機体のデザインは他の北米系航空会社と比べてスタイリッシュかもしれない(新塗装機については)。ところが、その他にもいい点を挙げようと思考を巡らせてみても結局何も思い浮かぶものが無い。
私に言わせればエアカナダはそんな航空会社だ。
欠航や遅延は当たり前
まず私自身の体験談の2つほど。
一度は成田からエドモントンへと戻った時の事。この時予約していたのは成田発モントリオール行き、そこからカナダ国内線に乗り継いでエドモントンに向かうルート。
まず成田のチェックインカウンターでモントリオール便に遅延が発生したことを伝えられ、それでは乗継便に間に合わなくなることから、急遽成田発バンクーバー行きのフライトに変更してもらい、バンクーバーからエドモントンへの便も同時に手配してもらった。
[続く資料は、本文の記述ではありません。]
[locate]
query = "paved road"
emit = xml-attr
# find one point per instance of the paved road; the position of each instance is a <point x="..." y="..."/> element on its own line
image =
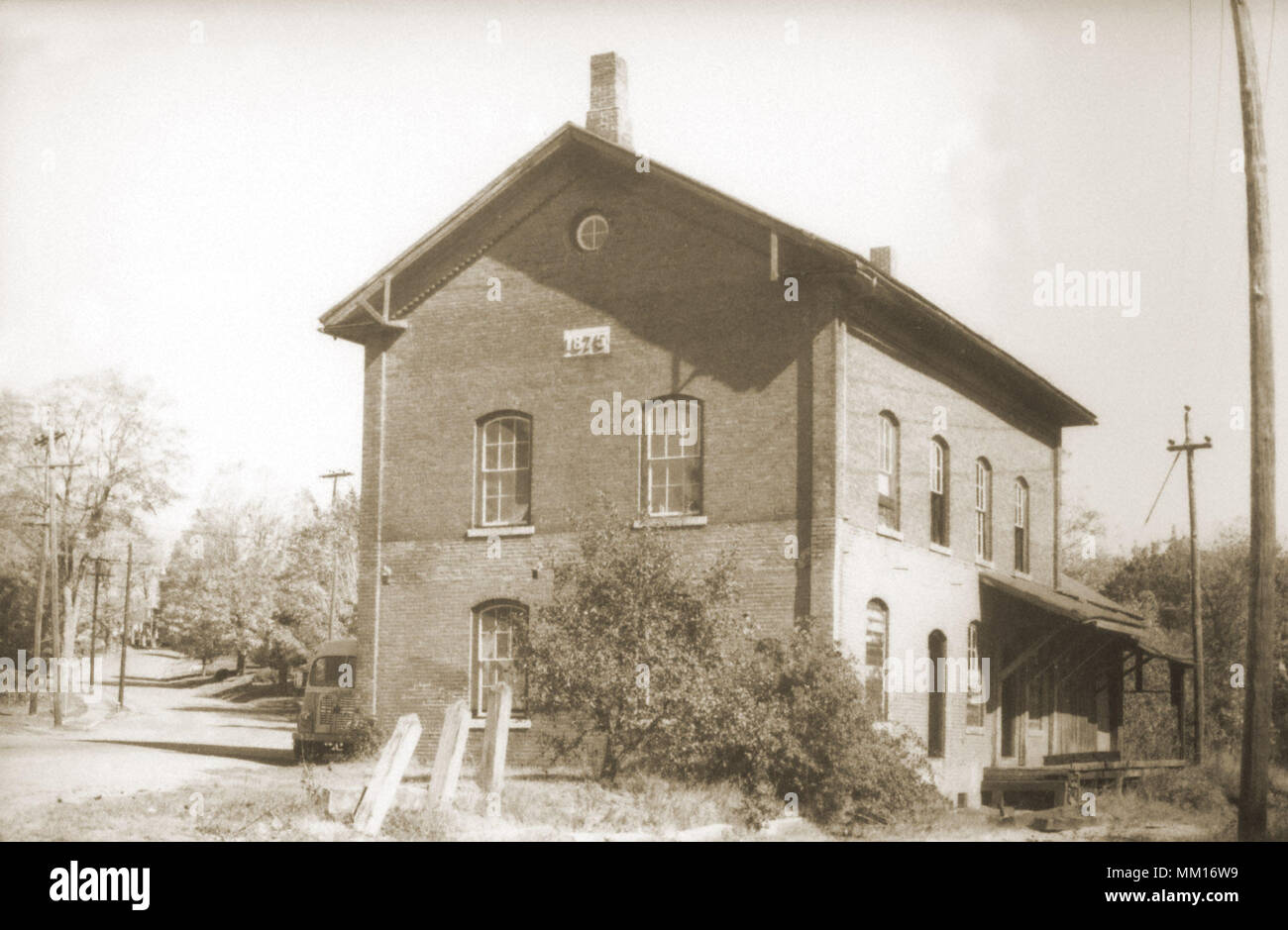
<point x="172" y="733"/>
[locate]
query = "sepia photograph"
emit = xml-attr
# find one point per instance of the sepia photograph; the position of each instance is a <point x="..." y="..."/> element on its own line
<point x="642" y="421"/>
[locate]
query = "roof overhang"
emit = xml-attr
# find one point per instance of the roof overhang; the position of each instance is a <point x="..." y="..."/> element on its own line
<point x="343" y="320"/>
<point x="1098" y="613"/>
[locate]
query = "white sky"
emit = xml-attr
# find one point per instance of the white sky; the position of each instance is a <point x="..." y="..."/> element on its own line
<point x="185" y="210"/>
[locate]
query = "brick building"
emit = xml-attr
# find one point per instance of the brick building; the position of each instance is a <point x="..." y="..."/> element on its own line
<point x="914" y="464"/>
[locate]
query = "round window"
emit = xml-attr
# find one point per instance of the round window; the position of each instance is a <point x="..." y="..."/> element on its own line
<point x="591" y="232"/>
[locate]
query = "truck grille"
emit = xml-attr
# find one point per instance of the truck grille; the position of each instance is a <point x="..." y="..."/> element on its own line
<point x="336" y="711"/>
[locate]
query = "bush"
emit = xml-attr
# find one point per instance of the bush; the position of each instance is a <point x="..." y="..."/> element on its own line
<point x="794" y="724"/>
<point x="366" y="738"/>
<point x="647" y="655"/>
<point x="632" y="646"/>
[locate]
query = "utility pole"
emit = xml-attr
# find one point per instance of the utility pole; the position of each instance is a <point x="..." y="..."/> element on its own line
<point x="51" y="557"/>
<point x="55" y="592"/>
<point x="1253" y="776"/>
<point x="335" y="548"/>
<point x="1196" y="600"/>
<point x="34" y="702"/>
<point x="125" y="624"/>
<point x="93" y="629"/>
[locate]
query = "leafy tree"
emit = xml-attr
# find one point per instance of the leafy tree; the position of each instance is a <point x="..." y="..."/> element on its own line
<point x="223" y="572"/>
<point x="1159" y="574"/>
<point x="797" y="724"/>
<point x="645" y="652"/>
<point x="253" y="574"/>
<point x="631" y="641"/>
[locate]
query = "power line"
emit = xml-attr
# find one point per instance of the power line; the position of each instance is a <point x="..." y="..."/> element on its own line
<point x="1175" y="459"/>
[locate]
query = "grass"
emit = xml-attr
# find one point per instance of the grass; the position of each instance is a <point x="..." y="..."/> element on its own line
<point x="288" y="804"/>
<point x="233" y="808"/>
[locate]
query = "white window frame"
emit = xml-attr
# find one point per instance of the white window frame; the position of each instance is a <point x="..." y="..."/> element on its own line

まあここまではまだ順調だった。
問題はバンクーバー到着後。定刻に着いて、エドモントンへの国内線の搭乗まで充分余裕があると思いきや、何故かその便が欠航になったのを知らされる。次便は既に満席だったのか(それとも別の理由があったのか)手配してもらえず、更にその次の便にあてがわれる結果に。
長いフライトを経てようやくカナダに戻り、エドモントンまではあと1時間半の距離なのに、結局こうしてバンクーバーの空港で5時間以上待つ羽目になった。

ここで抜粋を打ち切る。